The key to MSN's recovery (and relevance) is search, and search revenue was awful. The company's display advertising revenue grew 20%, only half of Yahoo!'s growth rate but far better than MSN search, which apparently posted growth in the low single digits due to a 20% year-over-year drop in revenue per search. The company attributed this trend to the adCenter ramp-up (Overture's revenue per keyword is presumably higher than adCenter's) and weak performance from third-party partner sites.
The one important bright spot--and, considering the rest of the division's performance, it's a head-scratcher--is that search query growth was in the "low to mid double digits" (presumable translation: 20%-45%). This means that all is not lost. If the company can get its act together and stabilize revenue-per-search, query growth alone should produce nice revenue growth. Based on recent trends, however, this seems anything but a lay-up.
As argued here, MSN is, at best, competing with AOL for distant third place in the web wars. The December quarter results--combined with AOL's recent partnership with Google and broadband distribution deals--suggest that MSN is even losing ground in this race. Google, meanwhile, is so far ahead that it's not even visible over the horizon.
aside from not being in vogue, MSN Search is just plain awful to use.
You have a mish mash implementation within the MS family of sites and to top it off, MSN search is just plain ugly!
Goog is teh Pw3nz
Posted by: Lite | January 30, 2006 at 01:47 PM
Interesting that, given this, internally MSN is now seen as the Golden Child. What *that* means for MSFT in total is food for thought, no?
-- Stuart
Posted by: Stuart MacDonald | January 30, 2006 at 05:26 PM
advrtsng is a tough business. now bawmer givin' sh*t away...

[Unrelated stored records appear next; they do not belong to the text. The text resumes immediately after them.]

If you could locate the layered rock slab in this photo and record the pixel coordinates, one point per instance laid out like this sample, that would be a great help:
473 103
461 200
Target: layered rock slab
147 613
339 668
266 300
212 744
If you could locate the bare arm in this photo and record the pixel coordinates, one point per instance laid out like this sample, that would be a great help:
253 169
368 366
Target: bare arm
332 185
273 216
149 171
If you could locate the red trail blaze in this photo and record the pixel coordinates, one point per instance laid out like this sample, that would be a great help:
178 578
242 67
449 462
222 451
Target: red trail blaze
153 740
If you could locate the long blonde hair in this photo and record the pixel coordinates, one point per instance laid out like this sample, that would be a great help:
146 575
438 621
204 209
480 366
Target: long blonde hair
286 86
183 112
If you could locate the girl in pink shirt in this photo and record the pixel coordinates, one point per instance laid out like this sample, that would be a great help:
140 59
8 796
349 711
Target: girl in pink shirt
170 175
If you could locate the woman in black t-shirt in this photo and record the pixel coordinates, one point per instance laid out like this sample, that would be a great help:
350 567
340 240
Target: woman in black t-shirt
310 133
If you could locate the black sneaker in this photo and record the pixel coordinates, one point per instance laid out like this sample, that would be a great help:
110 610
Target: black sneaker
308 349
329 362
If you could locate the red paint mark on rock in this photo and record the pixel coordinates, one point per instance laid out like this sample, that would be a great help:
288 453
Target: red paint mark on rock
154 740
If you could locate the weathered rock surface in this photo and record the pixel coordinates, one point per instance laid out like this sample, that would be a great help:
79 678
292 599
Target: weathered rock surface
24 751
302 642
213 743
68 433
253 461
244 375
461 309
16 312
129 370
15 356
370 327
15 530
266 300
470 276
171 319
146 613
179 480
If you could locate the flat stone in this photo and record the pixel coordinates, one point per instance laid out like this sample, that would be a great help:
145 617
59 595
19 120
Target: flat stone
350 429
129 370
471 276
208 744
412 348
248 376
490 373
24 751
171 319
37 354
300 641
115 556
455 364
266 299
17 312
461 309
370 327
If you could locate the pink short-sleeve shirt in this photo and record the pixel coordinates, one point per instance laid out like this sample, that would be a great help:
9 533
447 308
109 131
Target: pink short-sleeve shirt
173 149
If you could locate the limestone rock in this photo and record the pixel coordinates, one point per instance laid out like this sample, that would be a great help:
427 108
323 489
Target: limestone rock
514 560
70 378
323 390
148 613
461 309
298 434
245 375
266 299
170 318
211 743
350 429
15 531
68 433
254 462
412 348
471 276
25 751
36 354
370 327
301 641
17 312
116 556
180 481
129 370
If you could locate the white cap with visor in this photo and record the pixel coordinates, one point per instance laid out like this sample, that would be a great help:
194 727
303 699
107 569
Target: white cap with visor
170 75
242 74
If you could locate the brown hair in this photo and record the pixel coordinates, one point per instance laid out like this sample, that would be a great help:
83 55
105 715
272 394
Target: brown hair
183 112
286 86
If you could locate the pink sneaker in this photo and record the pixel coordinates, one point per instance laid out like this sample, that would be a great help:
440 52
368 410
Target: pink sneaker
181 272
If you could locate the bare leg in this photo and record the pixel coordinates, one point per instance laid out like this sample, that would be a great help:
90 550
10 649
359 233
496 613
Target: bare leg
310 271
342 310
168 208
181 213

http://www.forbes.com/2006/02/15/microsoft-ballmer-msn-cx_po_0215autofacescan04.html?partner=yahootix
Posted by: flambeee | February 15, 2006 at 10:42 AM
Did anyone notice how microsoft is taking charge on two expanding markets ? Games - PS3 with its delayed launch will make it a Microsoft only game eventually or at least an even market. And Mobile man, they are taking it one by one.